Friday, August 8, 2008

Escaping August Heat

Finger Lakes here we come!  August is the perfect time to head north as it's been a tad toasty in the low country lately.

We're heading back to our old stomping grounds on Conesus Lake.  It's the very last Finger Lake, located about 45 minutes south of Rochester, NY.  Rob's folks have a summer place there. 

The weather has not been real great in western NY this year.  When my in-laws complain, you know it's bad.  They are die-hard Rochesterians
and will never admit to any foul weather.  However, anyone who has spent any time in that part of NY knows that foul weather and gray skies occur more times than not.

One of the many things I like about nature journaling is capturing the same location over and over.  Here are some of the many faces of the same view.

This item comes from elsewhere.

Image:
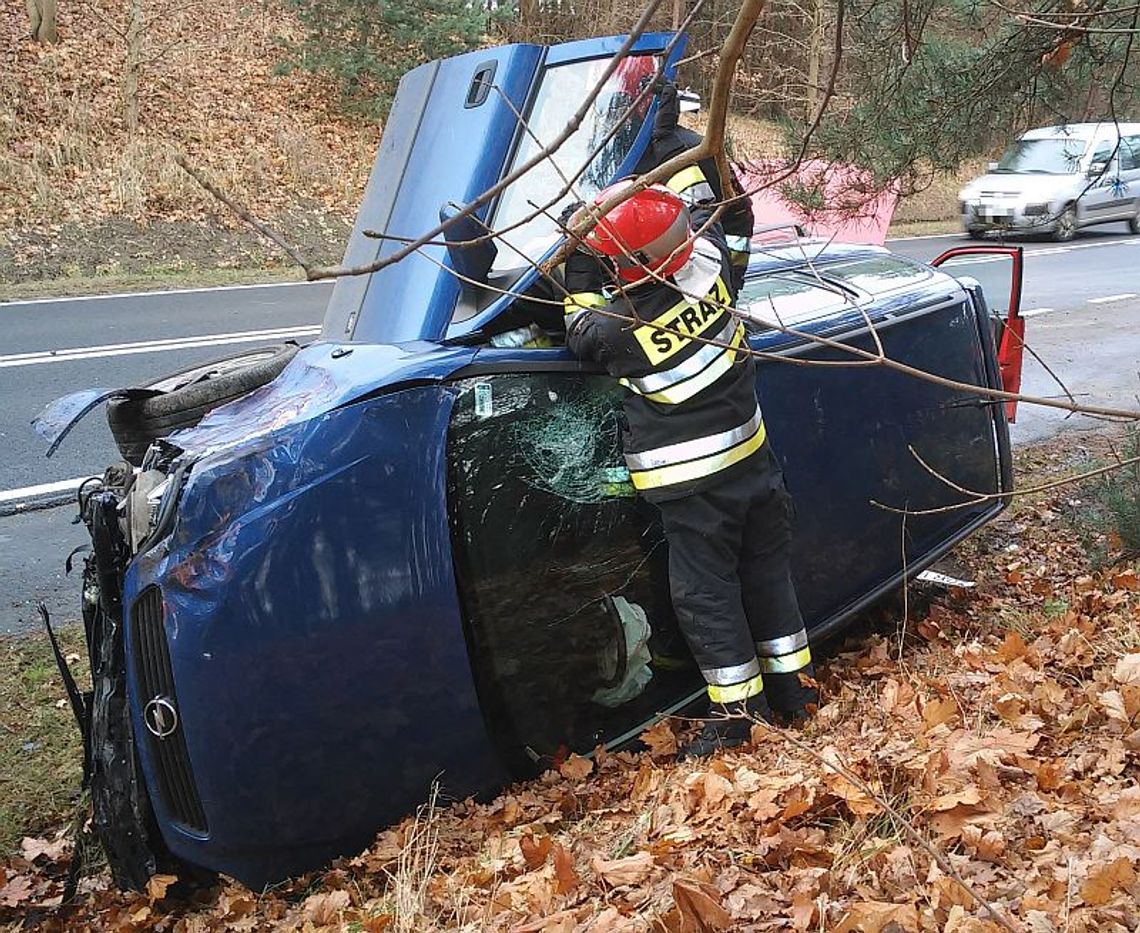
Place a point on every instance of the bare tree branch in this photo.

The dogs will be happy to sit on the pontoon boat once again.  Things will be very different for Grizz though, now that she's blind. It will surely be a gut ache for Rob and me as she loved to stand on the dock and look into the water to watch the fish or lay on the boat and just gaze out over the lake.  

We've remembered to pack long pants and sweats.  I'm being real optimistic by not including a turtleneck :)

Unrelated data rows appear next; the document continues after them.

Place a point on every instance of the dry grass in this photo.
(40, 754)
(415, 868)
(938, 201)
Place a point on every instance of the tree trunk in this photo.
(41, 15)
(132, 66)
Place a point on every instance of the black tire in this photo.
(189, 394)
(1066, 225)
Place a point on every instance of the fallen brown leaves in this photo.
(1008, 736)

I'll be posting again in a couple of weeks.  I hope to be able to finish up my July wildflower finds while enjoying the view from the pontoon boat.  Ahhhhhh, vacations.  Got to love them :)

Tuesday, August 5, 2008

Pave Paradise, Put up a Parking Lot

Joni Mitchell had it so right, so long ago.  And, on it continues.

I've had the environmental blues of late.  My wildflower journal entries have spurred the worry of loss.  The low country is growing so fast.  People are flocking here.  Developers are going to great lengths to take every inch of unspoiled land to build 'neighborhood' retail shopping and housing.  What's so bad about purchasing resale homes and traveling 5 miles for groceries?  We even have powers to be in Columbia (2 hours away) granting excessive dock permits before local county approval of river front property development.  This situation stinks of foul play. When is the 'greasing the palms' going to stop?  

I had a dream last night.  I was in a strange town, very lost, and on foot.  I came upon this wonderful old tree that was growing between the sidewalk and street.  It's gerth unbelievable for the space it was alloted.  The sidewalk side of the tree was decaying but still, somewhere deep inside, the tree had the strength to keep on.  I walked around to the street side of the tree and the bark was smooth.  I felt invited to hug this wonderful being.  As I did, the tree came alive and and wrapped two lower branches around me.  The trunk felt soft against my body - I was really wrapped up in it's 'body' hug.  Wonderful!

I am my father's daughter when it comes to dreams - he was noted for very creative dreams. Well, I say creative.  Rob, however, raises an eye brow.  My book of dream interpretations says dreaming of trees is a good omen.  I hope it means that I can somehow make a difference in protecting this fragile, one-of-a-kind area of the country.

Wildflower Finds IV

Pretty in pink :)  

The Common marsh-pink has striking center coloration.  You really need to get up close to see it though. The Rose purslan flower is the most wonderful shade of magenta.  They catch your eye even though the flower is quite small and close to the ground.

Another pink flower in bloom, in my neighborhood, is the Awned meadow-beauty, Rhexia aristosa Britton.  If I have time, I'll include it along with another butterfly pea 'Spurred butterfly pea' Centrosema virginianum (Linnaeus) Benth. 

Perhaps one of these days, I'll get to create the page on my 'lifer' wildflower I saw way back in the first few weeks of July! But, I'm not complaining - commission jobs are paying the bills :)  So many wildflowers, so little time. . . .

I feel so blessed by all the beauty that surrounds me, but so sad about the low country's fate. Development is out of control........ I'll save this issue for another posting.